Terdengar bunyi ketukan pintu.

“Bintang, apa kamu lupa bawa kunci lagi?” Agnes keluar dari dapur dan pergi untuk membuka pintu.

Saat pintu terbuka, Agnes tertegun.

Gideon berwajah dingin dan tatapan mata tajam, berdiri di depan pintu bagaikan gunung es.

“Gi … Gi … Gideon?”

Gideon mendorong Agnes dan masuk ke dalam rumah tanpa mengucapkan sepatah kata pun.

Agnes tahu bahwa cepat atau lambat, Gideon akan menemuinya, tetapi dia tidak menyangka akan secepat ini.

Agnes sudah berpikir bahwa dia harus bertemu dengan Rola sesegera mungkin sebelum Gideon pergi mencarinya. Saat itu, mungkin Gideon tidak akan bisa lagi bertemu dengannya karena Agnes dan anak-anaknya pasti sudah pergi.

Saat itu, jantung Agnes berdetak kencang dan tangannya mengepal erat karena panik.

Gideon melihat sekeliling apartemen dan langsung melihat foto di depan lemari.

Melihat seorang ibu dengan kedua anaknya di foto, Gideon marah. “Agnes, kenapa kamu begitu munafik?”

Gideon berpikir, Agnes sudah memberikan putranya pada Gideon, tetapi diam-diam sudah pernah berfoto bersama anaknya, Kevin, yang sebenarnya di foto itu adalah Bintang, dan menaruhnya di bingkai.

“Gideon, bagaimana bisa kamu menyentuh barang milik orang lain seenaknya?” Agnes mengambil foto itu dan memeluknya.
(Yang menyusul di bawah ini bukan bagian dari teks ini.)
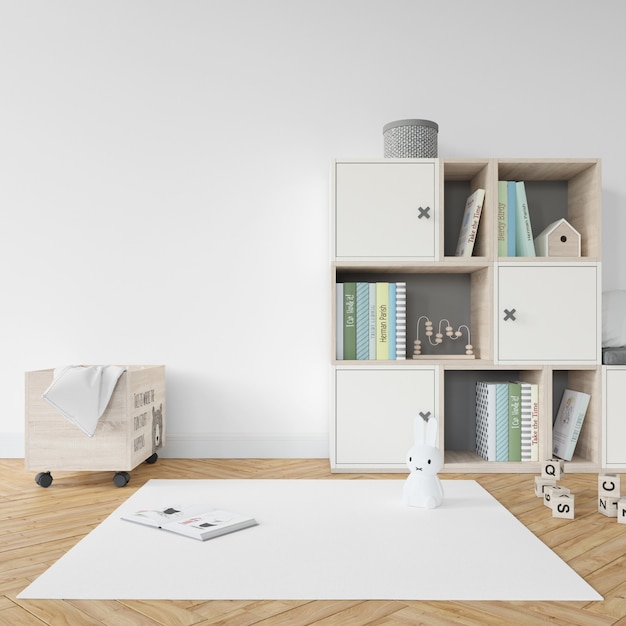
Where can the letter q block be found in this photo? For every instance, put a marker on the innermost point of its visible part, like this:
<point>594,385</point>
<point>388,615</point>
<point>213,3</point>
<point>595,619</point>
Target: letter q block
<point>552,468</point>
<point>563,506</point>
Gideon mendekat dan berteriak marah. “Agnes, kamu wanita kejam dan tidak berperikemanusiaan. Apa hakmu untuk menaruh foto anakku bersama dengan fotomu? Apa kamu merasa pantas melakukan itu?”
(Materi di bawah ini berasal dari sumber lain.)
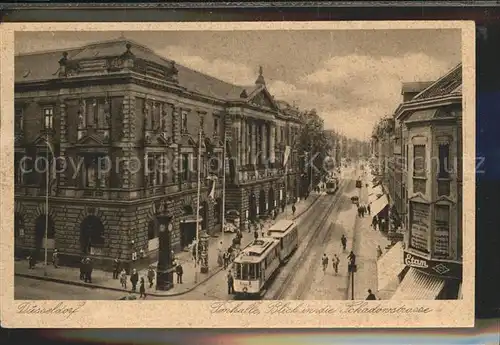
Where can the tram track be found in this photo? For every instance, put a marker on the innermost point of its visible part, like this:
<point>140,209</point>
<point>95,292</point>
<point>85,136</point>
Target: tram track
<point>320,234</point>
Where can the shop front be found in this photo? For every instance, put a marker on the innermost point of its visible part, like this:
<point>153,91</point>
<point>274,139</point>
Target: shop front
<point>429,279</point>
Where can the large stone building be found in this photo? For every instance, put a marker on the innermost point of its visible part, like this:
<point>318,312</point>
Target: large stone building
<point>431,180</point>
<point>115,112</point>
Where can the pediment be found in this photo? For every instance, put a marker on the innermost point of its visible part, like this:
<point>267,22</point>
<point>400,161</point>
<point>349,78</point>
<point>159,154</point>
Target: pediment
<point>90,140</point>
<point>418,197</point>
<point>444,200</point>
<point>188,140</point>
<point>263,98</point>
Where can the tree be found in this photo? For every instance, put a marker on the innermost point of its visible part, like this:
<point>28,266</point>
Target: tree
<point>313,144</point>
Apa Gideon tahu tentang keberadaan Leo dan Bintang?

Agnes menatapnya tercengang, merasa bingung dan takut.

“Gideon, bagaimana mungkin anak yang aku kandung selama sembilan bulan ini tidak berarti bagiku?” Agnes menjawab dengan marah.

Jelas, Gideonlah yang memaksanya untuk melarikan diri, jadi kenapa Gideon malah menyalahkannya?

Ketika menyinggung sembilan bulan kehamilan, Gideon menjadi semakin marah. Tatapan matanya yang dingin bagaikan pisau tajam, seolah ingin memotong Agnes menjadi beberapa bagian.

“Kamu masih berani menyebut-nyebut kehamilan sembilan bulan itu kepadaku?” Gideon mencengkeram leher Agnes. Kecelakaan yang dialami Rola yang di mana Rola sekarat di kawasan itu tiba-tiba terlintas di benak Gideon. Dia sedikit mengeraskan cengkeramannya.

Agnes merasa seperti mau mati. Melihat mata Gideon yang penuh kebencian, hati Agnes terasa seperti dihantam batu.

Mengapa Gideon sangat membencinya? Padahal, sudah lewat tujuh tahun.

Sudah tujuh tahun, bukankah rasa cinta Agnes seharusnya sudah hilang?

Melihat sorot matanya yang kecewa, Gideon merasakan sakit di hatinya dan tangannya tanpa sadar mengendur.

Agnes duduk di atas lantai tak berdaya dengan sisa bekas luka yang jelas di lehernya.